Er kwam ook een Nederlandse man naar me toe en zei: ‘Ik ben al een paar keer langsgefietst. Kan ik misschien ook wat doen?’ Hij hielp me met het schoonmaken van de toiletten. Die man werkte knetterhard om die toiletten schoon te krijgen, zonder enige schroom. Het was zo’n positieve man en hij had constant een grote glimlach op zijn gezicht. Ik was benieuwd naar zijn achtergrond, dus daar vroeg ik naar. Hij vertelde me dat hij uit Zuidlaren kwam en al twee jaar dakloos is. Een man die niks meer heeft, maar besloot om daar te komen helpen. Het is echt een geweldige vent!”

‘Zij moeten juist gezien worden, maar ze kijken om naar mij’

Ondanks dat Jannie het mooi vond om te zien dat zoiets kleins, zoals ze het zelf noemt, zoiets in beweging kan zetten, vond ze het soms ook een beetje lastig dat juist deze mensen die het minder hebben haar hielpen. “Ik dacht: oh jongens, jullie hebben zoveel meegemaakt, dit hoeven jullie niet te doen. Ik ben denk ik wel dertig keer bedankt: ‘oh my friend, thank you.’ Ik vind het dan bijzonder dat zij mij zien, ik hoef helemaal niet gezien te worden. Zij moeten juist gezien worden, maar ze kijken om naar mij.

Aan het het eind van de dag wordt dat besef alsmaar groter. “Toen ik net naar huis wilde gaan, stond er een vluchteling met de bewaking te praten. De bewaker wees naar mij en zei: ‘Je moet haar hebben.’ Vervolgens kwam naar mij toe met een bosje bloemen, dat hij had geplukt uit de berm. Hij had me de hele dag zien werken en wilde me bedanken. Dat raakte me zo!

Het is een groot contrast met de automobilisten die voorbijrijden en al toeterend hun middelvinger opsteken. De situatie brengt het mooiste en het slechtste van de mens naar boven.”

Verschil maken

Ze hoopt met dit initiatief anderen te inspireren om op welke manier dan ook iets kleins te kunnen betekenen. “Je kunt het lezen en het er met iedereen over hebben hoe erg je het vindt. En als je de situatie voorbij ziet komen, heb je al snel de neiging om te denken: ‘het is te groot’, maar in je eentje kun je al zoveel verschil maken. Heel praktische dingen, zoals het ophangen van vuilniszakken, kunnen al helpen.
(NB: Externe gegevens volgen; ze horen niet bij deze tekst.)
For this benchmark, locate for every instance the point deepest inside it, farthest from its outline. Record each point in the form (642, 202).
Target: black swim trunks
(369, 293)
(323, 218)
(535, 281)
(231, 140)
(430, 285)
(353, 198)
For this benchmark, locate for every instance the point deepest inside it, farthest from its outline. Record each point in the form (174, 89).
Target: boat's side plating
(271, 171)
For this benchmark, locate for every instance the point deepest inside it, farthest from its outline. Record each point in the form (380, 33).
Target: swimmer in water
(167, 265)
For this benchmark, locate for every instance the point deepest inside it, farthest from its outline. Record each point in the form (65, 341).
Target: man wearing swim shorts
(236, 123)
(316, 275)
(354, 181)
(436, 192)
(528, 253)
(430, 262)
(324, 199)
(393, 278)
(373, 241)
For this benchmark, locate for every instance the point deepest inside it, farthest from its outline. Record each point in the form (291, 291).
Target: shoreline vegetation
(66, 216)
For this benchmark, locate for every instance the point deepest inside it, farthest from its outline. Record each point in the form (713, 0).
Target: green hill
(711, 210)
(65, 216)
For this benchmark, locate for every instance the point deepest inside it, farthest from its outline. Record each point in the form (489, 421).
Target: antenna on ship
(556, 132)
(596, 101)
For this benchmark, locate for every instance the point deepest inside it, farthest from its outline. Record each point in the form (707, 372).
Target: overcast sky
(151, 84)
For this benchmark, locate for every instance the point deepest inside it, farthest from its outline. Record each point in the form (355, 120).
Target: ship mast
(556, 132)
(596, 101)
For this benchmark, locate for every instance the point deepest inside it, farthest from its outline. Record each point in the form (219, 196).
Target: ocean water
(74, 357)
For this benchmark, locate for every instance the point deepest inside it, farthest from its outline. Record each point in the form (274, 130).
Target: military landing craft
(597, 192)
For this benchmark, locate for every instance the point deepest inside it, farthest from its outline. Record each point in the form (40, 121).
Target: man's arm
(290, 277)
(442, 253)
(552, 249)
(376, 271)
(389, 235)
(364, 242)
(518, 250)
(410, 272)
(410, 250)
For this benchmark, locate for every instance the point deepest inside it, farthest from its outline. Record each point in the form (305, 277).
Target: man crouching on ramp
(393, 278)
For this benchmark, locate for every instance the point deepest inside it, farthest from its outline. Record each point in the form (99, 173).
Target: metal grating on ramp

Ik zou vanochtend naar de kerk gaan, maar ik dacht: Ik kan ook hier naartoe! Vandaag is dit mijn kerkdienst. Er wordt vaak gezegd: ‘We willen de handen en voeten zijn van Jezus’. Ik dacht: hoe kun je nou eigenlijk die handen en voeten zijn? Hoe kan ik dat hier doen? Nou, dit is mijn manier.”